Carol Vorderman: 'Stop being miserable' Star hits back after being branded 'crass' 

Carol Vorderman, 58, took to Twitter to address a negative comment after she documented her experience on a train journey to Chester. The former Countdown host shared pictures of a selection of delicious meals she was served by a chef on board, including steak and a cheese platter. She wrote in view of her 406,000 followers: “O.M.G…..I have stumbled upon the #WelshOrientExpress @transport_wales “…First class ticket from Newport to Chester £65 includes an AMAZING 3 course meal… with a proper chef on board… and two hours of stunning countryside… and wonderful staff…”

In response to the tweet, a Twitter user seemed to be under the impression that Carol was paid to promote the experience.

They wrote: “How much did you get paid for this? Crass.”

The presenter was quick to speak out to clarify the situation as she replied: “I booked online and paid £65 for my ticket… just like everybody else. Was paid nothing.

“Now I suggest you stop being miserable… it’s like drinking a cup of poison everyday and expecting your enemy to die… You’re only harming yourself… Have a good day.”

Some of Carol’s other followers also shared their views about her photos from the train journey.

One wrote: “My favourite train ride. Get it once a month. It leaves from Chester at 7.15 to Cardiff. Full Welsh breakfast, comfy seats and great scenery – the staff are all great too.”

Another added: “That sounds nice and not that expensive.”

A third replied: “Looks amazing, I must try this. Thanks for sharing.”

A fourth agreed: “Wow you’d pay more than that in a lot of restaurants nowadays, and you don’t get a moving view of the beautiful countryside with it. Great value I’d say x.”

Elsewhere, Carol opened up about her battle with life-threatening illness sepsis recently. 

She was diagnosed with the condition 15 years ago and revealed she was “about six hours from death” at the time.

The star explained the situation in a blog post on the social media platform, as she recalled noticing something was wrong when she suffered from “excruciating” gall bladder pain.

She wrote: “On a Saturday evening in 2004 I was rushed to hospital in London. I’d been suffering badly for a few years from gall bladder pain.

“I’d had a bad bout of it, but this time nothing I usually did to calm it down was working. After 2/3 days of excruciating pain I knew something was different.

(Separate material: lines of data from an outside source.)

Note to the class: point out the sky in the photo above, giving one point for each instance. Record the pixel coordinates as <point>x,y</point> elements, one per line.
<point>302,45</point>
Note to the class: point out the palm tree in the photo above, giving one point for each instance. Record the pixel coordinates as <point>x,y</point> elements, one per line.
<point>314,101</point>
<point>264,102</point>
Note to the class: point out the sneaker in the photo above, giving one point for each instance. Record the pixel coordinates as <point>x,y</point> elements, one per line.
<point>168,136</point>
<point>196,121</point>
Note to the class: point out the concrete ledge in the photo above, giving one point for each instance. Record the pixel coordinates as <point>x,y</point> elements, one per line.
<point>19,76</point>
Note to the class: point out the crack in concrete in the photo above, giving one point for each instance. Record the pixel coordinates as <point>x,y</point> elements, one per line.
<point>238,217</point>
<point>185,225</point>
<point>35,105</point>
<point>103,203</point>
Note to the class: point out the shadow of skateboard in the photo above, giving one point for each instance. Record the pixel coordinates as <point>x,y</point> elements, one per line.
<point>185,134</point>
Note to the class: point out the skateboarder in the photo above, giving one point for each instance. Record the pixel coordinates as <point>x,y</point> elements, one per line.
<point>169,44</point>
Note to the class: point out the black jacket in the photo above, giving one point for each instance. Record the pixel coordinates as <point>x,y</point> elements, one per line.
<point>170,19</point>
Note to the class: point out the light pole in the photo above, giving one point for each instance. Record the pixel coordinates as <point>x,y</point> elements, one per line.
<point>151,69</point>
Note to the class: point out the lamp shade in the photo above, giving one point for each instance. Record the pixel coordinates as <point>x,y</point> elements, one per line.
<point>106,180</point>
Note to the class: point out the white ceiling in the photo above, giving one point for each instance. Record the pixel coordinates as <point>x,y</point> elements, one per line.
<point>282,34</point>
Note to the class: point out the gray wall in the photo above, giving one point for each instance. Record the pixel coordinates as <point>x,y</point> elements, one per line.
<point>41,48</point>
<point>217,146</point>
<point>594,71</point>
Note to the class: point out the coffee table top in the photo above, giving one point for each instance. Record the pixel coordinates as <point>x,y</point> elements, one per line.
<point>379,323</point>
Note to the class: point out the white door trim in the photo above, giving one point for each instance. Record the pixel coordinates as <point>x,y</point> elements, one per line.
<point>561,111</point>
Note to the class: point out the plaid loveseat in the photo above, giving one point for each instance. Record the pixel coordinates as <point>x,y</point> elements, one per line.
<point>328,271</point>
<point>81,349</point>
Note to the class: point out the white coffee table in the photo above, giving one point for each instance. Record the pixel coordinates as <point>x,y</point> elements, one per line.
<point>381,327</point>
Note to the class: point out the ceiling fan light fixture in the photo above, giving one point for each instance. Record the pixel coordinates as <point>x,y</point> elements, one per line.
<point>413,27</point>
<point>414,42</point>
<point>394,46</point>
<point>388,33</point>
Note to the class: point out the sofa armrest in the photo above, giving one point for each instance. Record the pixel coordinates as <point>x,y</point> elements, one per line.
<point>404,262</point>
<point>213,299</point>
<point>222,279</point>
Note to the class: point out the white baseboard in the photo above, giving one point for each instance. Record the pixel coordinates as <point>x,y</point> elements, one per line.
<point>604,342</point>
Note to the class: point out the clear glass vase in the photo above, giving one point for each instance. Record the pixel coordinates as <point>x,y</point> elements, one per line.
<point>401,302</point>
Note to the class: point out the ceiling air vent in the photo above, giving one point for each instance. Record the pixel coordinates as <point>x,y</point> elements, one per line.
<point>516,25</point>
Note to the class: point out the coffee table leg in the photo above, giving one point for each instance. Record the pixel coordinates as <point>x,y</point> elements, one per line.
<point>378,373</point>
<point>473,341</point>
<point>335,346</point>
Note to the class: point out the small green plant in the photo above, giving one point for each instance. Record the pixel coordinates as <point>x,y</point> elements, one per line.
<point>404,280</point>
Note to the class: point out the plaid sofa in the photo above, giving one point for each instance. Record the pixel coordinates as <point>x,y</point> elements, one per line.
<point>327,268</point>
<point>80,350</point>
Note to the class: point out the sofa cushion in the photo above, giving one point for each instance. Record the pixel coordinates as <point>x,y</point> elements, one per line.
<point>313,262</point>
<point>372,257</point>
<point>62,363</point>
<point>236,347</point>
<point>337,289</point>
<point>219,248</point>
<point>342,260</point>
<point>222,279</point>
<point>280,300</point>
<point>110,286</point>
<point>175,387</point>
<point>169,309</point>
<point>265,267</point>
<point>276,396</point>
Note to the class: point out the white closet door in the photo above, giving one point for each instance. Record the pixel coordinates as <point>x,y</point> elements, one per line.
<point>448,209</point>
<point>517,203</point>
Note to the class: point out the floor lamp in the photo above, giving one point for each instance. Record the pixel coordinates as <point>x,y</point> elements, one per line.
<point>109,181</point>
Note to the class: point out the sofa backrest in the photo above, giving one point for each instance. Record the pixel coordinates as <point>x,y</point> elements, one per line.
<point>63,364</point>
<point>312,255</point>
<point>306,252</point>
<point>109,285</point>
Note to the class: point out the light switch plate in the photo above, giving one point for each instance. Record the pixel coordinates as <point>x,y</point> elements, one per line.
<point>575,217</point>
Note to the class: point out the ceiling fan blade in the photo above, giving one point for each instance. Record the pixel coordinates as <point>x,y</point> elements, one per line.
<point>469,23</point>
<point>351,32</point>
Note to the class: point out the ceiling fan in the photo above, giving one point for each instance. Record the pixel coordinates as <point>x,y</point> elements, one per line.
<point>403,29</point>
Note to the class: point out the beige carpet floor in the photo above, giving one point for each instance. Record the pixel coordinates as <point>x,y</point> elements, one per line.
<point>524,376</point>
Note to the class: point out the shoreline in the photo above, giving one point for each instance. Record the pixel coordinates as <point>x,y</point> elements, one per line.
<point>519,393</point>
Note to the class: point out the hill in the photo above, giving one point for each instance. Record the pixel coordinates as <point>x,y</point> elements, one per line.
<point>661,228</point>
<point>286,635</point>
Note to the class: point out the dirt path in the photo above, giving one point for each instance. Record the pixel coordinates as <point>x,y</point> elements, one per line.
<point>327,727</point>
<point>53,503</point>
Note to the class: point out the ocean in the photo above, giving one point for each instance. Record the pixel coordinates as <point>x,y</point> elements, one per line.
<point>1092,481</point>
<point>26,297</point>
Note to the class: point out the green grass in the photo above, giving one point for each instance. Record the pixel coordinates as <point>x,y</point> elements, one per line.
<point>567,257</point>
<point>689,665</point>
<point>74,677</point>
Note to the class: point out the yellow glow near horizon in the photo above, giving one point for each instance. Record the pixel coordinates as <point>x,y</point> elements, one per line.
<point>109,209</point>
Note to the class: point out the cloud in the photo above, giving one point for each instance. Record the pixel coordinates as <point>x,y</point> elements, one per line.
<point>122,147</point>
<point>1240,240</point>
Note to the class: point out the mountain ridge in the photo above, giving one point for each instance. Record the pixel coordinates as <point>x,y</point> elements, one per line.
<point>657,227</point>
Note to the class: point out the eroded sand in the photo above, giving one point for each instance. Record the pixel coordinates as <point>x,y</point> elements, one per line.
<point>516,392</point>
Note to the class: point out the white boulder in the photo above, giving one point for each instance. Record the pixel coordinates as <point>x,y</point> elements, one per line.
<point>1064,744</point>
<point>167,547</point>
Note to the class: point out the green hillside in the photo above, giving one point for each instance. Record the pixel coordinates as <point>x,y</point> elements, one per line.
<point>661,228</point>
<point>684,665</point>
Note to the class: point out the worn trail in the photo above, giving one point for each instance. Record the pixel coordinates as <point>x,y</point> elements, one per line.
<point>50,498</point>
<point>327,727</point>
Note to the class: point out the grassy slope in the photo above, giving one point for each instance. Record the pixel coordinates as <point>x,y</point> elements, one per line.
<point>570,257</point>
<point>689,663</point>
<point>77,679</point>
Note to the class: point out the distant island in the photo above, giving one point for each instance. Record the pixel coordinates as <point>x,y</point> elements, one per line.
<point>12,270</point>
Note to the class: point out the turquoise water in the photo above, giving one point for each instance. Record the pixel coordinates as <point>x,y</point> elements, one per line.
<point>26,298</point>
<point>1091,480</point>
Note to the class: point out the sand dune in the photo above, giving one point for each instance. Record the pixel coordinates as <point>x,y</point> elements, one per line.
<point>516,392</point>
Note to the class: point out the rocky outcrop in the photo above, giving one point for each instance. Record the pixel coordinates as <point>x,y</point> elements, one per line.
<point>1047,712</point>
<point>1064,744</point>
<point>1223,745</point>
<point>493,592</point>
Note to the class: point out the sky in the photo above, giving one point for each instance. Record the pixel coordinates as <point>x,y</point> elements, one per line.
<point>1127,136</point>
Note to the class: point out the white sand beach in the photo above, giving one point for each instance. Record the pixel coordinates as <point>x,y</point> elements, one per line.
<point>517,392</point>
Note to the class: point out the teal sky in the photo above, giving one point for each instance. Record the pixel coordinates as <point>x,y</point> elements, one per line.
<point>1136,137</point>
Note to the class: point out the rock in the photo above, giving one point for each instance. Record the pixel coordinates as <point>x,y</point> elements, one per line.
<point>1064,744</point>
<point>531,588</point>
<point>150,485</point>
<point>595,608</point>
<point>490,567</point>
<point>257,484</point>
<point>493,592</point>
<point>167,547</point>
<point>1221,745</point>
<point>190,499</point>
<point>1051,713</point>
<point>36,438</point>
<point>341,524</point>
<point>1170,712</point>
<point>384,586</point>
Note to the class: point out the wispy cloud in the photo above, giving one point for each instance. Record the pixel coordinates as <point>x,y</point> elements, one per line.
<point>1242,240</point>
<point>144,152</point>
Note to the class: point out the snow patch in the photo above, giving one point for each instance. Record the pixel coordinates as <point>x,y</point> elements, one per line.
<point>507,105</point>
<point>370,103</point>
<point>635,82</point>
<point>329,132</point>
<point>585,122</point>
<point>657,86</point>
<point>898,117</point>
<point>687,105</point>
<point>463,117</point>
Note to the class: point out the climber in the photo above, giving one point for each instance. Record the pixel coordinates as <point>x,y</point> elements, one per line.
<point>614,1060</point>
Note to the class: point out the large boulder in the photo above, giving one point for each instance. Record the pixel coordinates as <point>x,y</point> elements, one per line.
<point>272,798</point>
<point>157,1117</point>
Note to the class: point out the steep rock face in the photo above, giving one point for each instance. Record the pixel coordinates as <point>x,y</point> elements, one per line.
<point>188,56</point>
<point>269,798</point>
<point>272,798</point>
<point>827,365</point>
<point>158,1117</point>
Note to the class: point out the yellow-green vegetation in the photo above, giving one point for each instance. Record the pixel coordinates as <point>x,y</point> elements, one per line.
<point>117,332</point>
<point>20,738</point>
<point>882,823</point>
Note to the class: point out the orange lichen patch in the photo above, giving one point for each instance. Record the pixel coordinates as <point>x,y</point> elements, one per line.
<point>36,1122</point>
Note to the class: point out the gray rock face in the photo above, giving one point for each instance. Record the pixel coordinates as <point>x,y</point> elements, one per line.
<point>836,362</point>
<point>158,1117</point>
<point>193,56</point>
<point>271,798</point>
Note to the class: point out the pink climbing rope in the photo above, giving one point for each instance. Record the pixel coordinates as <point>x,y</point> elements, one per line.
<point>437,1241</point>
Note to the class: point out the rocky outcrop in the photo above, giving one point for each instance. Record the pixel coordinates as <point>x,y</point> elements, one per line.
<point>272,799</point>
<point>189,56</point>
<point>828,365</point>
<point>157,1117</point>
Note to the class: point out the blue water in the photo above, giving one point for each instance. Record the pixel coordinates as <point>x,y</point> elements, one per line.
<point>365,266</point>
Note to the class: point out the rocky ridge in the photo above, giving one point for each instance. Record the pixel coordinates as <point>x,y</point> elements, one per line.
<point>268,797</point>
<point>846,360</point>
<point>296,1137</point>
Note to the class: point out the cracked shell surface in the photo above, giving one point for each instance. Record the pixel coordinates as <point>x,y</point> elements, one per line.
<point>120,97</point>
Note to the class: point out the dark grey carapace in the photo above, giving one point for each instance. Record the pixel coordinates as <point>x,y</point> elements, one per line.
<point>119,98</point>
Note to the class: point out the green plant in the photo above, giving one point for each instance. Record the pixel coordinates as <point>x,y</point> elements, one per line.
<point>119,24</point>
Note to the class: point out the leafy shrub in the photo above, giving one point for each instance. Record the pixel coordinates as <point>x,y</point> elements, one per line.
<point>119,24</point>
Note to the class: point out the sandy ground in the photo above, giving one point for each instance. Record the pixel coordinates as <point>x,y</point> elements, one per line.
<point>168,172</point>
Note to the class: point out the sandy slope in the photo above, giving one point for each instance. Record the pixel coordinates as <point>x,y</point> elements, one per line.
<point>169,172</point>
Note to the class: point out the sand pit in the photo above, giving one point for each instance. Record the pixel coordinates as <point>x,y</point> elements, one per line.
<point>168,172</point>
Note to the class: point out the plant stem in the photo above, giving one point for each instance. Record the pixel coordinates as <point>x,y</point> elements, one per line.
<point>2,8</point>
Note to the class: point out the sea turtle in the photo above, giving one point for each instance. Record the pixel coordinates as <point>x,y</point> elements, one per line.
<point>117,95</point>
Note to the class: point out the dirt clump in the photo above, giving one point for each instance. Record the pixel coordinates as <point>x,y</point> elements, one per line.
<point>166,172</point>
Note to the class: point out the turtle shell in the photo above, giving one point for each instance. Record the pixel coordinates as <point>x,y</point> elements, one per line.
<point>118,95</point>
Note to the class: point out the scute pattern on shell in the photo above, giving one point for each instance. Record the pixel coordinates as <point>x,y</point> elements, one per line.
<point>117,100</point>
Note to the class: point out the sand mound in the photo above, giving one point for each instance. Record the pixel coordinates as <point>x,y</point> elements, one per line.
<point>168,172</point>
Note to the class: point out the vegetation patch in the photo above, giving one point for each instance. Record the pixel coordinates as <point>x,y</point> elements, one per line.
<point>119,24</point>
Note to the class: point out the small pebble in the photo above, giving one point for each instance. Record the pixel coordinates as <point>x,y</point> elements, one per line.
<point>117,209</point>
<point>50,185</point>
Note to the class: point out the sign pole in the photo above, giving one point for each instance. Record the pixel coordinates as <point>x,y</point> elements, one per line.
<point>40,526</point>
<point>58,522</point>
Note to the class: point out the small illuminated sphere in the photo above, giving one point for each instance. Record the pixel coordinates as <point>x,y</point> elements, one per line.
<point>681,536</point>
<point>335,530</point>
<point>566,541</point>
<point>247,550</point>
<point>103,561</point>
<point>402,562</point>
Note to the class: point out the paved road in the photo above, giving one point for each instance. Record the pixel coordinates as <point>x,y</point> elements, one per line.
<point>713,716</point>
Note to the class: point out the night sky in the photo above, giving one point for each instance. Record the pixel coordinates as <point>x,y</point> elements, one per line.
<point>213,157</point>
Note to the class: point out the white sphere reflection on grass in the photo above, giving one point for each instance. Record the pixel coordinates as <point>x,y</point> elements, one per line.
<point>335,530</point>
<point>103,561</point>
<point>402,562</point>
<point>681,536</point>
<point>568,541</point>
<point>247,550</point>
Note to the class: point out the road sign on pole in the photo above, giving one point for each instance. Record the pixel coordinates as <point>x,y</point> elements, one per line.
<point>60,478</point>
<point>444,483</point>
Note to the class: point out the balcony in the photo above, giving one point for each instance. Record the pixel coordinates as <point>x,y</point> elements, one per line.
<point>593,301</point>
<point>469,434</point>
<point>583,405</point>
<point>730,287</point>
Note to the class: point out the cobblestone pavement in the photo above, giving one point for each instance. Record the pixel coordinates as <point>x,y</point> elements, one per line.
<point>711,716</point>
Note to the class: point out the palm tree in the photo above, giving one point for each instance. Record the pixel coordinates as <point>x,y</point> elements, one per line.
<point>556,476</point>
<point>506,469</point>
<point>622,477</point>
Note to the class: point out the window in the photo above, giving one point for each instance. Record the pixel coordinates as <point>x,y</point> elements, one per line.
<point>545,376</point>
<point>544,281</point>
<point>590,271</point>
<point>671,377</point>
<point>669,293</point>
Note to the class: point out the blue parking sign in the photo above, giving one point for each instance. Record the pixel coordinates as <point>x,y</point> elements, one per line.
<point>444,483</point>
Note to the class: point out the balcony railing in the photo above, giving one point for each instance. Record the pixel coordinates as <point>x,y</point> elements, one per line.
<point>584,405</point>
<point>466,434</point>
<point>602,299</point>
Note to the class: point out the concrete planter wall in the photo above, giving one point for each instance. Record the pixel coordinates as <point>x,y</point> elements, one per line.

“I felt as though I was slipping away somehow and asked my family to get me to hospital. They did. I think it was by ambulance but I was slipping in and out of consciousness by that time.”

She continued: “And thank God the doctor running A&E that night was aware of sepsis. He was Dr David Nott who recognised the symptoms, he rushed me onto heavy antibiotics. 

“A long time later, he told me my organs were beginning to close down and I was about six hours from death.”